Saturday, February 25, 2012

North African Couscous Paella

I just made this recipe the other night and it was so delicious I had to post it!  I got it from the Moosewood Restaurant Cooks at Home cookbook.  For those of you who don't know, Moosewood Restaurant is an amazing vegetarian restaurant located in Ithaca, NY.  We had the pleasure of eating an amazing meal there this past summer when we spent a weekend in Ithaca.  Because it has won so many awards and is world renowned for its vegetarian food and best-selling cookbooks, I thought it was going to be a stuffy, overpriced place and it was exactly the opposite.  It was warm, inviting and the menu (which changes everyday) was so diverse and healthy.  I bought the "Cooks at Home" cookbook when I was there and make dishes from it all the time.  This one was such an easy, healthful, one-pot meal (the ingredient list is a little long but don't worry, it's so simple)...enjoy!

North African Couscous Paella - delicious! 
North African Couscous Paella
serves 2

Ingredients:
2 tbsp oilive oil
1/2 cup chopped red bell pepper
4 scallions, chopped
2 garlic cloves, minced or pressed
1 tsp ground coriander
1/2 tsp turmeric
pinch of cayenne
2 cups hot water
1 package spiced dry tofu, cut in to 1/2 inch cubes (you can find this at the Asian supermarket- or just use extra firm tofu, well drained and pressed)
1 cup fresh or frozen green peas (I used frozen)
1 cup-quick cooking couscous (I used whole grain couscous)
1 tbsp margarine or butter (I used Smart Balance)
salt and ground pepper to taste
toasted slivered almonds (optional)
chopped parsley (optional - I didn't use because we didn't have any)
lemon wedges (optional)

  • Heat the oil in a large saucepan with deep sides.  Add peppers, scallions, garlic, coriander, turmeric, and cayenne and saute on medium heat for 3 - 4 minutes, stirring occasionally.  Stir in hot water.
  • Add tofu and cook for another 3 - 4 minutes, until it is heated through.
  • Stir in the peas and cook for another minute.  
  • Mix in the couscous and margarine or butter.
  • Cover and remove from the heat, let stand for 5 minutes.  
  • Uncover the pan and, using a fork, stir thoroughly to fluff up the couscous to break up any lumps.  
  • Add salt and pepper to taste.  Serve topped with toasted almonds and lemon wedges (and parsley if you want to use it)
    • If you have some sriracha sauce laying around and want a little more spice, a squeeze or two of it mixed in is so tasty! 
Nutrition Information (per 8oz serving)
Calories: 264  Fat:  7.2g  Protein:  13g  Sodium: 128mg  Carbohydrates: 36.8g

Tuesday, February 7, 2012

Quinoa

When I plan a meal I try to make it as balanced as possible: with a protein, a green veggie and a grain.  But, let's face it, there is only so much brown rice a person can eat.  One fun grain to start incorporating in to your meals is QUINOA (pronounced keen-wah).  When some people hear about quinoa they say, "quin-whaaat?"  But, I assure you, it is very easy to prepare and is good for you as well!

uncooked quinoa
Quinoa is actually not considered a "true grain" because the crop is not a member of the grass family like wheat, barley or other grains.  It is considered a pseudocereal and is closely related to species such as beets, spinach and tumbleweeds.  Quinoa originated in the Andes of South America in Ecuador, Bolivia, Columbia and Peru.  The Incas worshiped the crop and referred to it as "the mother of all grains."
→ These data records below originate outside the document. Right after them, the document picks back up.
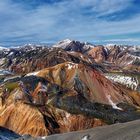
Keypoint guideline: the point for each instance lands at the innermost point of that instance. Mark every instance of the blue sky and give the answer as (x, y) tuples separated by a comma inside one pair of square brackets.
[(49, 21)]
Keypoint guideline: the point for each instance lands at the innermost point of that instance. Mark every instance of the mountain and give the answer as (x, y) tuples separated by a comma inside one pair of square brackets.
[(72, 45), (125, 57), (64, 98), (67, 87)]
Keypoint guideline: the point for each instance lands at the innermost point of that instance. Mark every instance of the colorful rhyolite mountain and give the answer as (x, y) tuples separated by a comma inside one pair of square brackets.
[(70, 86)]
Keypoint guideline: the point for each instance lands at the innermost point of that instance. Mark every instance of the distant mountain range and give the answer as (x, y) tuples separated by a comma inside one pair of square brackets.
[(67, 87)]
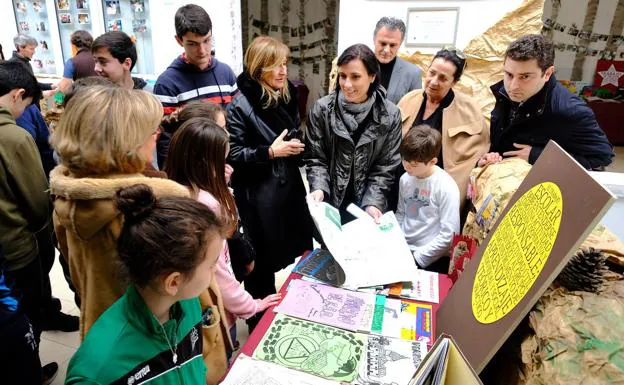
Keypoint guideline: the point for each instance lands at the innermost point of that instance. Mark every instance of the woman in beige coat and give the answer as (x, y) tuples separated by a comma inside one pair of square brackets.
[(105, 139), (465, 134)]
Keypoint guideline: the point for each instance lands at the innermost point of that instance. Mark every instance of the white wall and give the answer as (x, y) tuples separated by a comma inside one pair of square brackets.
[(226, 29), (358, 18), (573, 12), (225, 16)]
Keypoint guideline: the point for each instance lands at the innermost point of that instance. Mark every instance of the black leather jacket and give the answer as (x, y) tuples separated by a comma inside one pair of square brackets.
[(331, 156)]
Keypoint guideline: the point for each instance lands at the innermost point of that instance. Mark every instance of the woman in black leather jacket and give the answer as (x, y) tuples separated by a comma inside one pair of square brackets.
[(263, 122), (353, 137)]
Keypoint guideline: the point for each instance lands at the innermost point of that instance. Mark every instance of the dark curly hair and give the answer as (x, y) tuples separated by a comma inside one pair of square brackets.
[(81, 39), (163, 235), (368, 58), (450, 55)]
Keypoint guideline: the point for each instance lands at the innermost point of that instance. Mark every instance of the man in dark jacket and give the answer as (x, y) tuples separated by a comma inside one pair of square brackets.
[(196, 74), (532, 107), (25, 210), (81, 65)]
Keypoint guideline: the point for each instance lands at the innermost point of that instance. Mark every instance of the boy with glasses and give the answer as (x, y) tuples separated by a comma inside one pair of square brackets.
[(196, 74)]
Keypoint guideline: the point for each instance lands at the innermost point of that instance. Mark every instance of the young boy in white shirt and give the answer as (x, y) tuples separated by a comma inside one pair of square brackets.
[(428, 208)]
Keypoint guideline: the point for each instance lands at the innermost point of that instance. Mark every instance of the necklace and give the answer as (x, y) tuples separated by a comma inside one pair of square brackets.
[(175, 343)]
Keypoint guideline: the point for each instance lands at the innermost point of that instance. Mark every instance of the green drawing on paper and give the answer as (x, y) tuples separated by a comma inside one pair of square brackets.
[(333, 215), (313, 348), (380, 303)]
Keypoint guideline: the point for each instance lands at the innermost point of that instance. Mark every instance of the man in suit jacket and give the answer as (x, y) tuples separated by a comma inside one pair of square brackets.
[(397, 76)]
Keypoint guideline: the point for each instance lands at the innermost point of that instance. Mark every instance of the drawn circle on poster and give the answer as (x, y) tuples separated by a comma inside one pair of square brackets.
[(294, 350), (517, 252)]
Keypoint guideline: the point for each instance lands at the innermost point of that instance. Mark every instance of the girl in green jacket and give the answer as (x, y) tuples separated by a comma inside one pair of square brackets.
[(153, 334)]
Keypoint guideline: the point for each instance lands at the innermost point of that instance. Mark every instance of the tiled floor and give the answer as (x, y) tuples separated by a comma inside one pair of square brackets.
[(59, 346)]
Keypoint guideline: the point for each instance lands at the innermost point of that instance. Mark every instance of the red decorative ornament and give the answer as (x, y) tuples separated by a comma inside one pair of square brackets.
[(609, 75)]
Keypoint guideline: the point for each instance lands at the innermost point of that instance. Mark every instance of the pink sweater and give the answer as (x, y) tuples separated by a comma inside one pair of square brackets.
[(237, 302)]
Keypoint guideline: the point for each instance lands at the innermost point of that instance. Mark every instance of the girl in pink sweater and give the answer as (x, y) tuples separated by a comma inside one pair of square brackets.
[(196, 159)]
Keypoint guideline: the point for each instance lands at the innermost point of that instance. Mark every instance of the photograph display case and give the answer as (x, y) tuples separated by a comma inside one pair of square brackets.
[(72, 15), (132, 17), (32, 19)]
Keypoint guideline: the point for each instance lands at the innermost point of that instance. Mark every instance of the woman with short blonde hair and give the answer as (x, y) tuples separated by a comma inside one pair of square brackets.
[(106, 129), (265, 151), (264, 55), (105, 138)]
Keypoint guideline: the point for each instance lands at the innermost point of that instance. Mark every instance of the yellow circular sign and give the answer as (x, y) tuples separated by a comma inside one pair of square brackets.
[(517, 252)]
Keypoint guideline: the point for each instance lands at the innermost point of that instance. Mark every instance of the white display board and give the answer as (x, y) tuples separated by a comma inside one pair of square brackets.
[(431, 27)]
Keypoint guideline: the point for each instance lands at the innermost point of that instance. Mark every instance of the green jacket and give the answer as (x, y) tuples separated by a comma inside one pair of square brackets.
[(127, 345), (24, 200)]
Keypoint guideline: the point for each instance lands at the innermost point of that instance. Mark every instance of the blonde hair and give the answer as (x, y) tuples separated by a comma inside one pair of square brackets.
[(263, 55), (103, 129)]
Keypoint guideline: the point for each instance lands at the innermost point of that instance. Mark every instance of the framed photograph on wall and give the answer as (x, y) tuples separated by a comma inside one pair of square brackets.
[(431, 27)]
The nutritional value of quinoa is excellent.  The protein content is very high (12-18%) and, unlike other grains such as rice and wheat, quinoa contains a full set of essential amino acids, making it a source of complete protein.  It is also a great source of dietary fiber, magnesium, phosphorus and iron.  One other great benefit is that it is naturally gluten-free and easily digestible.  

cooked using the method described
I have learned a great trick or two from Tom's mom, Gail, for preparing tasty quinoa, which can sometimes have a very bland flavor.  First, you rinse your quinoa then toast it for a few minutes in a hot, dry pan until you start to smell the great toasted, nutty scent.  Then, you cook it according to the package directions (usually bring to a boil, reduce heat, cover and simmer for about 10 minutes).  Once all the liquid has been absorbed, you return the quinoa to the toasting pan and toast it again, adding some spices such as garlic powder, onion powder, salt, pepper, or whatever other spices you like.  Using this method is very easy and gives your quinoa a little crunchy texture and a great nutty, spiced flavor!

I just starting making our quinoa using the described method and we love it!  Do you have any other tricks to tasty quinoa?  Please share with us!